4. Apple does not want to see Samsung go broke. Another subtlety which might elude those who only see the headlines in mainstream news – Apple and Samsung profit massively from trading with eachother by virtue of the fact that the latter provides many of the components for Apple devices. So what does Apple want? It’s not even so much as to remove Samsung from the smartphone and tablet market and leave them as mere anonymous component manufacturers working on tight margins while Apple reaps the big bucks at the most profitable end of the supply chain.
No, Apple is perfectly happy for Samsung to make smartphones – even, dare I say, touchscreen smartphones. All that Apple wants is to cripple Samsung from competing at the high-end of the market. Apples is not, and never will be, interested in producing accessibly priced, budget-mid market products – they will happily leave Samsung to dominate this is they so wish. But when it comes to the high end (i.e. devices which rival the iPhone in terms of pricing, profitability, and features – the SII & SIII for instance), Apple will fight tooth and nail to protect its position at this end of the market.
5. Apple has a massive advantage when it comes to interpretations of innovation and creativity – a direct result of the media propagated mythology that surrounds the company.
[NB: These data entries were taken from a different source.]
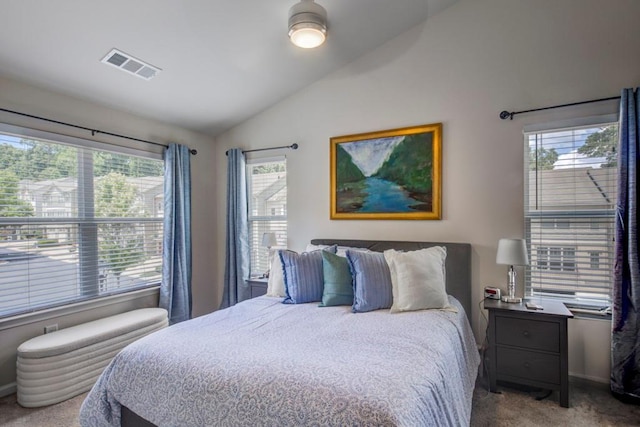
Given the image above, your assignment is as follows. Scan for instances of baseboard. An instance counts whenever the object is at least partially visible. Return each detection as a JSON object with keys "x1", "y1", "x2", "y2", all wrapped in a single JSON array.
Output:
[
  {"x1": 569, "y1": 373, "x2": 609, "y2": 385},
  {"x1": 0, "y1": 382, "x2": 16, "y2": 398}
]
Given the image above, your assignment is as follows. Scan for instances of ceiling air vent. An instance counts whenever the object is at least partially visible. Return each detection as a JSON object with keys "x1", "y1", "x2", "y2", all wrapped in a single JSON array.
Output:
[{"x1": 101, "y1": 48, "x2": 161, "y2": 81}]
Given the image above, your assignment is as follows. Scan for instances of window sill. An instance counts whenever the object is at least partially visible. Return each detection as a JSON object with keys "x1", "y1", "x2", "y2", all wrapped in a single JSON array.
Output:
[
  {"x1": 564, "y1": 304, "x2": 612, "y2": 320},
  {"x1": 0, "y1": 286, "x2": 160, "y2": 332}
]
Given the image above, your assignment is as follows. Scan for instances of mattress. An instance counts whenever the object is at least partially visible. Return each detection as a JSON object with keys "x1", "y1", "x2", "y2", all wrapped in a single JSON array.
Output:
[{"x1": 80, "y1": 295, "x2": 480, "y2": 426}]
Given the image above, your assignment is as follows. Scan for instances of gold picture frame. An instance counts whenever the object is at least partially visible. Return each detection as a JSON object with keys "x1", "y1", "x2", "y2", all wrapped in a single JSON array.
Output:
[{"x1": 330, "y1": 123, "x2": 442, "y2": 220}]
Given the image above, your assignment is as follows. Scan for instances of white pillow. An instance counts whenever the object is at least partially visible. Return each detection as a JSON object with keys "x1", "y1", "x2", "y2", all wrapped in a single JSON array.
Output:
[
  {"x1": 383, "y1": 246, "x2": 456, "y2": 313},
  {"x1": 266, "y1": 250, "x2": 286, "y2": 297}
]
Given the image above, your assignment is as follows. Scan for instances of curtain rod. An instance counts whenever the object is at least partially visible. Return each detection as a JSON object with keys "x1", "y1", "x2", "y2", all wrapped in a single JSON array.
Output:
[
  {"x1": 0, "y1": 107, "x2": 197, "y2": 155},
  {"x1": 499, "y1": 95, "x2": 621, "y2": 120},
  {"x1": 225, "y1": 143, "x2": 299, "y2": 156}
]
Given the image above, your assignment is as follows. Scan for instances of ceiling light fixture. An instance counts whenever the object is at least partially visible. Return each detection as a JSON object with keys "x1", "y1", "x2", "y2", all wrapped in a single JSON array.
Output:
[{"x1": 288, "y1": 0, "x2": 327, "y2": 49}]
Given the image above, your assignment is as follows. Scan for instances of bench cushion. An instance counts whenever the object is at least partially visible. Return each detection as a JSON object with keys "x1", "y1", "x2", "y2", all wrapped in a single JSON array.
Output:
[{"x1": 18, "y1": 308, "x2": 168, "y2": 359}]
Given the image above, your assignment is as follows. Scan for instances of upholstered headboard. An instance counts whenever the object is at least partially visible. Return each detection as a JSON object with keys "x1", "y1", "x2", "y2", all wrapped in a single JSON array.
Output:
[{"x1": 310, "y1": 239, "x2": 472, "y2": 319}]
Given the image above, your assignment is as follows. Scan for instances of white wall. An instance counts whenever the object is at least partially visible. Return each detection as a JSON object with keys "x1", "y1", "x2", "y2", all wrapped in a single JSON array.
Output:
[
  {"x1": 0, "y1": 75, "x2": 217, "y2": 393},
  {"x1": 215, "y1": 0, "x2": 640, "y2": 382}
]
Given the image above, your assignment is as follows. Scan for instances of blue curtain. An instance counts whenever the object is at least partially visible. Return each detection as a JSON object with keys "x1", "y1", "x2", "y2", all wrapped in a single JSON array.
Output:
[
  {"x1": 159, "y1": 144, "x2": 192, "y2": 324},
  {"x1": 220, "y1": 148, "x2": 250, "y2": 309},
  {"x1": 612, "y1": 87, "x2": 640, "y2": 402}
]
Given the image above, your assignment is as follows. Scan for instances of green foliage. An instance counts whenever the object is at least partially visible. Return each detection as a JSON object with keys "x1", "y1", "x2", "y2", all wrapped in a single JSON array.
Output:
[
  {"x1": 95, "y1": 172, "x2": 139, "y2": 218},
  {"x1": 0, "y1": 140, "x2": 77, "y2": 180},
  {"x1": 0, "y1": 144, "x2": 24, "y2": 172},
  {"x1": 529, "y1": 147, "x2": 558, "y2": 170},
  {"x1": 577, "y1": 126, "x2": 618, "y2": 167},
  {"x1": 95, "y1": 172, "x2": 145, "y2": 279},
  {"x1": 373, "y1": 134, "x2": 433, "y2": 193},
  {"x1": 336, "y1": 144, "x2": 365, "y2": 184},
  {"x1": 0, "y1": 170, "x2": 34, "y2": 217},
  {"x1": 94, "y1": 152, "x2": 163, "y2": 177},
  {"x1": 36, "y1": 239, "x2": 59, "y2": 247},
  {"x1": 0, "y1": 139, "x2": 162, "y2": 180},
  {"x1": 253, "y1": 163, "x2": 285, "y2": 174}
]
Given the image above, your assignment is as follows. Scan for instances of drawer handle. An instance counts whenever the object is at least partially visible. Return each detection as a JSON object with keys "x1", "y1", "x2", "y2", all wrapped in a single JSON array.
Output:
[{"x1": 523, "y1": 330, "x2": 530, "y2": 337}]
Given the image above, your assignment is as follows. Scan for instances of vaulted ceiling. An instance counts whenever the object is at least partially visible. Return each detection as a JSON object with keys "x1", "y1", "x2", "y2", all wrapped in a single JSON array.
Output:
[{"x1": 0, "y1": 0, "x2": 458, "y2": 137}]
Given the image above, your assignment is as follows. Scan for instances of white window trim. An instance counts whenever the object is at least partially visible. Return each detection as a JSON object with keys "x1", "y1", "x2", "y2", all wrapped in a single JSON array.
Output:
[
  {"x1": 0, "y1": 286, "x2": 159, "y2": 332},
  {"x1": 0, "y1": 122, "x2": 164, "y2": 317},
  {"x1": 523, "y1": 114, "x2": 619, "y2": 134},
  {"x1": 0, "y1": 123, "x2": 163, "y2": 160}
]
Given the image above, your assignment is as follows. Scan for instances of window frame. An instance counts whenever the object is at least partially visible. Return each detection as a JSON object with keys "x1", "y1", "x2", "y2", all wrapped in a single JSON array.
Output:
[
  {"x1": 246, "y1": 156, "x2": 287, "y2": 278},
  {"x1": 0, "y1": 123, "x2": 164, "y2": 319},
  {"x1": 523, "y1": 115, "x2": 618, "y2": 307}
]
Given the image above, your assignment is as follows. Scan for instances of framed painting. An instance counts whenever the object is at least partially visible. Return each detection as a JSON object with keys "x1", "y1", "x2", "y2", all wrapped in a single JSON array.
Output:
[{"x1": 330, "y1": 123, "x2": 442, "y2": 220}]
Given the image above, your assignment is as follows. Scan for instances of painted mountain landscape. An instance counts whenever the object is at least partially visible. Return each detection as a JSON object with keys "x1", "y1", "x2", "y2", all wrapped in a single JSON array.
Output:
[{"x1": 335, "y1": 132, "x2": 434, "y2": 214}]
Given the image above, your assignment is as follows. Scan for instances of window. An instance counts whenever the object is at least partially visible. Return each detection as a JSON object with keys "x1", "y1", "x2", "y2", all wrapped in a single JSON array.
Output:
[
  {"x1": 0, "y1": 124, "x2": 164, "y2": 318},
  {"x1": 524, "y1": 118, "x2": 618, "y2": 305},
  {"x1": 590, "y1": 252, "x2": 601, "y2": 270},
  {"x1": 247, "y1": 157, "x2": 287, "y2": 277},
  {"x1": 536, "y1": 246, "x2": 576, "y2": 271}
]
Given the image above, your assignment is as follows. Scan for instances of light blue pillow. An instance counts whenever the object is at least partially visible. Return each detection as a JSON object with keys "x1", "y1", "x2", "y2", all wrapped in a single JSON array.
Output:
[
  {"x1": 320, "y1": 250, "x2": 354, "y2": 307},
  {"x1": 346, "y1": 250, "x2": 393, "y2": 312},
  {"x1": 280, "y1": 246, "x2": 337, "y2": 304}
]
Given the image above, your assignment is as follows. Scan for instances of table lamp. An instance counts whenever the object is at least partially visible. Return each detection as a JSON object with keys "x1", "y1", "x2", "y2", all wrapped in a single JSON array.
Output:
[
  {"x1": 496, "y1": 238, "x2": 529, "y2": 303},
  {"x1": 261, "y1": 232, "x2": 278, "y2": 278}
]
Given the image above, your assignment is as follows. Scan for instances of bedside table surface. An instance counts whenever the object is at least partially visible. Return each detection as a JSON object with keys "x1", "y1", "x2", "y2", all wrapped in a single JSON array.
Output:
[{"x1": 483, "y1": 298, "x2": 573, "y2": 318}]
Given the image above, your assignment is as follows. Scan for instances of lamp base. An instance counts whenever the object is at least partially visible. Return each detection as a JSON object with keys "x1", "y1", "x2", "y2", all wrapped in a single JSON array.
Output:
[{"x1": 501, "y1": 296, "x2": 522, "y2": 303}]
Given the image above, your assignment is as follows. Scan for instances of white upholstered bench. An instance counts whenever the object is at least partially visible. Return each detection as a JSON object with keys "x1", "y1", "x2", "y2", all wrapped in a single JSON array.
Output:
[{"x1": 16, "y1": 307, "x2": 168, "y2": 408}]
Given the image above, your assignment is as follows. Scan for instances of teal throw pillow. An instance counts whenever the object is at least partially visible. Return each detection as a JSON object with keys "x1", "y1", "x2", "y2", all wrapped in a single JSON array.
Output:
[{"x1": 320, "y1": 251, "x2": 354, "y2": 307}]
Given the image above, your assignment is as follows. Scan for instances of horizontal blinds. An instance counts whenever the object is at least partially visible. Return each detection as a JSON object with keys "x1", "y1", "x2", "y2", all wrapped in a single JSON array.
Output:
[
  {"x1": 524, "y1": 123, "x2": 617, "y2": 305},
  {"x1": 247, "y1": 158, "x2": 287, "y2": 276},
  {"x1": 0, "y1": 131, "x2": 163, "y2": 318}
]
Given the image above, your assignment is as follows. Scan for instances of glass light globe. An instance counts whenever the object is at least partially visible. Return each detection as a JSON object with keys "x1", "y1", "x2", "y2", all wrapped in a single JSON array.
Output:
[{"x1": 289, "y1": 23, "x2": 326, "y2": 49}]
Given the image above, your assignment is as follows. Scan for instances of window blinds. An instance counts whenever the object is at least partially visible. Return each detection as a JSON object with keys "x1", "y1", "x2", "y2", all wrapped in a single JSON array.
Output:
[
  {"x1": 524, "y1": 121, "x2": 617, "y2": 305},
  {"x1": 0, "y1": 128, "x2": 163, "y2": 317},
  {"x1": 246, "y1": 158, "x2": 287, "y2": 277}
]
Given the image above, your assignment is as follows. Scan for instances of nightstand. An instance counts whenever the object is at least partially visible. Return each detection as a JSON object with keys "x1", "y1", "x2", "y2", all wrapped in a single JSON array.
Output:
[
  {"x1": 484, "y1": 299, "x2": 573, "y2": 407},
  {"x1": 247, "y1": 277, "x2": 268, "y2": 298}
]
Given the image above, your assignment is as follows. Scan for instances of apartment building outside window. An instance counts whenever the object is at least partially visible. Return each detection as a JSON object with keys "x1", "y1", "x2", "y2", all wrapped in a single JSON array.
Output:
[
  {"x1": 524, "y1": 117, "x2": 618, "y2": 306},
  {"x1": 247, "y1": 157, "x2": 287, "y2": 277},
  {"x1": 0, "y1": 124, "x2": 164, "y2": 318}
]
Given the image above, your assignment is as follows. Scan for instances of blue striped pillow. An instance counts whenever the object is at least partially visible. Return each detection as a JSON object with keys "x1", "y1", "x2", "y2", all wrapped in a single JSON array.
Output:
[
  {"x1": 280, "y1": 246, "x2": 337, "y2": 304},
  {"x1": 346, "y1": 250, "x2": 393, "y2": 312}
]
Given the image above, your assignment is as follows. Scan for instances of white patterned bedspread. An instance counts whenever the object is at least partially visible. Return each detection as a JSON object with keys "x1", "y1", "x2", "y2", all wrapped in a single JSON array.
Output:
[{"x1": 80, "y1": 296, "x2": 479, "y2": 427}]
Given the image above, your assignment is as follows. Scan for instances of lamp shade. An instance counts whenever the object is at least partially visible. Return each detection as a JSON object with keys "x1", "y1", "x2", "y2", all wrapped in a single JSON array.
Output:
[
  {"x1": 261, "y1": 232, "x2": 278, "y2": 248},
  {"x1": 496, "y1": 238, "x2": 529, "y2": 266}
]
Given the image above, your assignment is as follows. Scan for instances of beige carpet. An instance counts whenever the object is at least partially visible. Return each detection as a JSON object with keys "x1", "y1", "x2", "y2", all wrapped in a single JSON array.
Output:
[{"x1": 1, "y1": 378, "x2": 639, "y2": 426}]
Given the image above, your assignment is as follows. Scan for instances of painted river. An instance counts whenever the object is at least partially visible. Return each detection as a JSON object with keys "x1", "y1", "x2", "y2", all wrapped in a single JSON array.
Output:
[{"x1": 359, "y1": 177, "x2": 422, "y2": 212}]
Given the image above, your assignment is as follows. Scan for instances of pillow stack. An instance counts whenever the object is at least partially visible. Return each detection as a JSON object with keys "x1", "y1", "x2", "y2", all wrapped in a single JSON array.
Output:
[
  {"x1": 279, "y1": 246, "x2": 337, "y2": 304},
  {"x1": 266, "y1": 243, "x2": 454, "y2": 313}
]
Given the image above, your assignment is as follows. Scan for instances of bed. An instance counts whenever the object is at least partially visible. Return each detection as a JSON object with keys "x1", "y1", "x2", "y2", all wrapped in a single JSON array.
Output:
[{"x1": 79, "y1": 239, "x2": 480, "y2": 427}]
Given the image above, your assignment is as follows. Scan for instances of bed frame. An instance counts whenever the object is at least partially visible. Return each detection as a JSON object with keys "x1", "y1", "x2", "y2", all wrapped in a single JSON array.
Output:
[{"x1": 121, "y1": 239, "x2": 472, "y2": 427}]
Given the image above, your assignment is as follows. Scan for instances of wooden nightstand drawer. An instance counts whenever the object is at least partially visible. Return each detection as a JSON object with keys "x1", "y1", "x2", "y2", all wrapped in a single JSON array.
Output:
[
  {"x1": 496, "y1": 316, "x2": 559, "y2": 352},
  {"x1": 497, "y1": 347, "x2": 560, "y2": 385},
  {"x1": 247, "y1": 279, "x2": 268, "y2": 298}
]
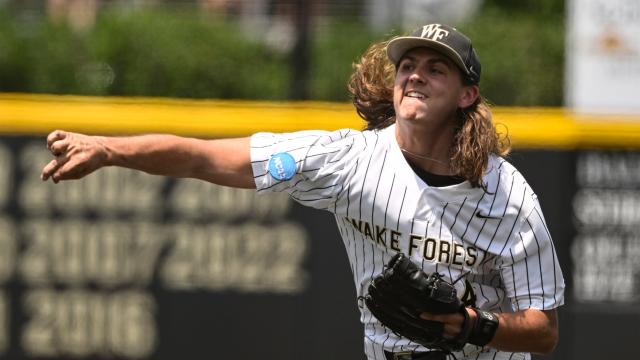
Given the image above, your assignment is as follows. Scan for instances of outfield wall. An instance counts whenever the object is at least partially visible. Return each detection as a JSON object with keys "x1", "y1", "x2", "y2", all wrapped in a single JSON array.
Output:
[{"x1": 0, "y1": 94, "x2": 639, "y2": 360}]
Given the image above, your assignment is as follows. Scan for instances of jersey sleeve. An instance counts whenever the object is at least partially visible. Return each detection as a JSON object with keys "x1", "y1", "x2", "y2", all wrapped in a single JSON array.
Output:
[
  {"x1": 250, "y1": 128, "x2": 360, "y2": 211},
  {"x1": 499, "y1": 200, "x2": 566, "y2": 312}
]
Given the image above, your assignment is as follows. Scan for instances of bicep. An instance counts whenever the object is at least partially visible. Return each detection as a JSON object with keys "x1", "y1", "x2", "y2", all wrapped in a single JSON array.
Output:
[
  {"x1": 193, "y1": 137, "x2": 255, "y2": 189},
  {"x1": 500, "y1": 210, "x2": 565, "y2": 311}
]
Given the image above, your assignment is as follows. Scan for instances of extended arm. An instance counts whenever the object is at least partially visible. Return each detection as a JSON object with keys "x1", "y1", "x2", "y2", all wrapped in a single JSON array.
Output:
[{"x1": 41, "y1": 130, "x2": 255, "y2": 188}]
One of the key issues of the lawsuit revolved around the question of whether Samsung had copied Apple’s ‘trade dress’ – in other words, the use of a touchscreen dominated device with few buttons. The answer to that question is a pretty obvious ‘yes’ (this issue related to about one third of the 33 points discussed in the lawsuit).
But what about this question: is a touchscreen with only a few buttons a ‘trade dress’ which derives solely from Apple’s innovation? Samsung lawyers argued that the answer was ‘no’ and that the idea was obvious – but the jury, having been shown photos of Samsung phones before and after the iPhone launch, were not convinced.
This is where you really need a historical perspective, as this excellent post over at OS News points out: we should not look for the iPhone’s ancestors amongst older mobile phones, though this is what Apple lawyers said we should do – yielding the obvious conclusion that Apple is a massively innovative company that deserves sole credit – and a patent – on the touchscreen-with-not-many-buttons trade dress. We should look at PDA devices which have been around for over a decade before Apple launched its first iPhone – and which prove that Apple’s role in developing and re-defining mobile phones is somewhat overblown (no doubt in part by the so-called ‘fanboy’ effect).
Indeed this is the major talking point of the verdict – and the one with most interpretive leeway. Basically some people think Apple’s iPhone was not an obvious technology back in the mid 2000′s and others think it has been obvious ever since Star Trek hit our TV screens back in the 1970′s. Nobody I think doubts Apple’s innovation in bringing this technology into the mobile phone arena and in defining smartphone design for years to come – but that does not mean that they exclusively should be able to own the ‘trade dress’ of a touchscreen with few buttons when similar devices had been around for years, different only for the fact that they didn’t make or receive calls – which hardly the iPhone’s defining function anyway.